The team also extended their visit to the Marimurtra Botanical Garden, one of the IDAlert project’s study sites, where experiments and optimized vector control strategies are underway to improve mosquito treatment methods.

A meeting shaped by diverse expertise and career stages

One of the key strengths of the gathering was the rich diversity of disciplines and career stages represented, fostering dynamic exchange and cross-pollination of ideas. The meeting brought together experts in epidemiological modeling, virology, vector ecology, and environmental science, creating a vibrant forum for advancing integrated approaches to climate-sensitive disease surveillance.

Among the participants was Joacim Rocklöv, from Heidelberg University (Germany), coordinator of the IDAlert European project,  which focuses on understanding how climate change influences the emergence and transmission of infectious diseases to strengthen Europe’s public health resilience.
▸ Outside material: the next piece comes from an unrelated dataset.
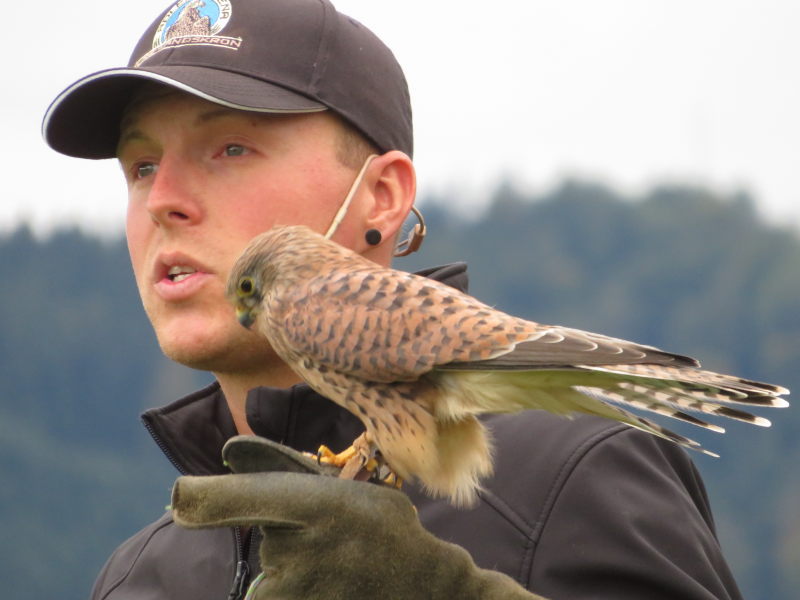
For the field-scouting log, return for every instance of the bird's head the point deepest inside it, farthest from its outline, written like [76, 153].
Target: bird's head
[246, 295]
[280, 253]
He was joined by PhD candidate Julian Heidecke, who contributed to the modeling and risk assessment discussions.

Reina Sikkema, virologist from Erasmus MC (The Netherlands), participates in IDAlert and represents the Pandemic and Disaster Preparedness Center (PDPC), which brings together experts to improve readiness for emerging health threats. She co-leads a frontrunner project at PDPC together with Maarten Schrama, ecologist, from Leiden University, who also participated. Within a large transdisciplinary team, they investigate how salinization and landscape change influence the ecology of mosquitoes and birds and how these changes modulate the risk of virus transmission. They were accompanied by team members Jordy Van der Beek, Tijmen Hartung, and Erley Lizarazo, each contributing to the interdisciplinary dialogue.

Local hosts from the Centre for Advanced Studies of Blanes (CEAB-CSIC) included Frederic Bartumeus, co-director of Mosquito Alert, coordinator of the E4Warning project, and partner in IDAlert. He was joined by his research team members Alex Richter-Boix, Catuxa Cerecedo-Iglesias, PhD candidates Nina Bogdanovic and Júlia Rodriguez-Grabalosa, and Olatz San Sebastián; Elisa Mora and Santi Escartín from the Mosquito Alert operational team.

Throughout the workshop, participants engaged in rich, collaborative discussions focused on the development of scalable, ecological, and epidemiological risk indicators, combining traditional and novel technologies in the field, e.g. smart mosquito traps (with automated count and identification of mosquito species), field-grounded molecular techniques, automated acoustic recording of birds. Together, they explored strategies to model and forecast the risk of WNV and other climate-sensitive vector-borne diseases across Europe, leveraging the strengths of diverse data streams and scientific perspectives.